Many kids who play sports in our corner of the world — and many who don't — will be involved early next month in the Safe Futures Annual 4K Safe Walk inside Crystal Mall on Oct. 6 at 8:45 a.m. Refreshments, raffles and revelry will provide the backdrop for the beginning of Domestic Violence Awareness Month and the very important work of Safe Futures, the New London-based organization that helps domestic violence and sexual assault victims.

Eastern Connecticut Conference athletic directors and 2019 walk chairman Mike Buscetto have teamed to involve every school in the fundraising process. Each school in the ECC will select a home event in October and donate a portion of the gate proceeds to Safe Futures, while some individual schools will have athletic teams involved in the walk.

Moreover, all students at Clark Lane Middle School in Waterford have the opportunity to walk for free. Three local businesses will sponsor the Clark Lane kids: Sixth grade (Mallove's Jewelers); seventh grade (Filomena's); eighth grade (Benvenuti Oil).

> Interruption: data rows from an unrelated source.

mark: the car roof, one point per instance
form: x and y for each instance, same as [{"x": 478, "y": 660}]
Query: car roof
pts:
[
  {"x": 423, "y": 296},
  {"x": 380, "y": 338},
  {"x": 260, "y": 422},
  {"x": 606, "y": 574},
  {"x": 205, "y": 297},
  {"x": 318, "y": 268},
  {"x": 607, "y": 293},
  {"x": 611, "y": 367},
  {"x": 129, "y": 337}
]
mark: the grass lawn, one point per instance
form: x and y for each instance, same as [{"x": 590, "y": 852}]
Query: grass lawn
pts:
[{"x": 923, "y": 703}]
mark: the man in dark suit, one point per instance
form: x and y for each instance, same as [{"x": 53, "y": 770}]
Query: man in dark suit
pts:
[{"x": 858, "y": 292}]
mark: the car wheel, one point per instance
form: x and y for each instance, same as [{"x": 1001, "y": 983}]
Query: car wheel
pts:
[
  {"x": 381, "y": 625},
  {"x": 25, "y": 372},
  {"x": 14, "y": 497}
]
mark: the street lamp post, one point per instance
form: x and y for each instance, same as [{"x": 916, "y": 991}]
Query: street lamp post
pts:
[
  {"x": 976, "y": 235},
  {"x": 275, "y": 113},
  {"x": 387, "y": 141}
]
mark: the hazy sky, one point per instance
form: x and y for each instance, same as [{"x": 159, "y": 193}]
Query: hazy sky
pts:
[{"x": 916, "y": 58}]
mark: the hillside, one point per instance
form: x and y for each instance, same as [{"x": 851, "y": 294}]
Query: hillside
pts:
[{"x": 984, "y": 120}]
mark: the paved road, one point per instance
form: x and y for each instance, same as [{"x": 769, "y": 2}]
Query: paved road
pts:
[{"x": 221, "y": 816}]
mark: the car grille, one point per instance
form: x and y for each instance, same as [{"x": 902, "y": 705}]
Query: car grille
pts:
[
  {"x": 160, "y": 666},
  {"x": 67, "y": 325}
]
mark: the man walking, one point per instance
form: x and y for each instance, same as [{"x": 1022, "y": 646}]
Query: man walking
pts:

Hundreds and hundreds of kids will be involved in this, all of whom will be better acquainted with Safe Futures and domestic violence. There's hardly a day now when a domestic violence story doesn't make the sports section. And now many of our kids will be taught practically — not electronically — about how our communities are affected.

Last year, Safe Futures worked with 7,053 clients from 21 towns, changing — and saving — countless lives.

Pretty good idea here to ask Buscetto to be this year's chairperson. He does persuasive better than Sinatra did "New York, New York." He knows everybody. And there's really never a time he's not willing to help people.

Mad props and bon mots here to the ECC as well. Often, ECC schools are defined by their differences in enrollment, demographics and geography. "Differences" are a popular narrative in general. This is a wonderful example of how "different" can still produce the concept of "together."

I'm not sure there's a more valuable lesson we can teach.

And not just to our kids.

Anyone who participates in the walk next month ought to spend some time in thought that day. Look around and experience what the concept of together looks and feels like. Sure beats the fear-based isolationism we see every night on the nitwit talk shows that disdain common-denominator information and instead just suit, service, reinforce and intensify their audiences' predispositions and prejudices.

Domestic violence has become a byproduct of a society that thrives on fear, self-indulgence and instability. We can all preach plenty about how it is never to be tolerated. And yet the stories in the papers and on television come forth without fail.

The event next month at Crystal Mall goes beyond the blather. It's visible support for the 7,053 clients that Safe Futures helped last year. It's a message of intolerance for intolerance. And our kids will be absorbing all of it.

That's humanity and educational leadership in its best form.

Pop into Filomena's for more info about the walk and event. Get there if you can Oct. 6. It's inside and air conditioned. More than 7,000 people will thank you.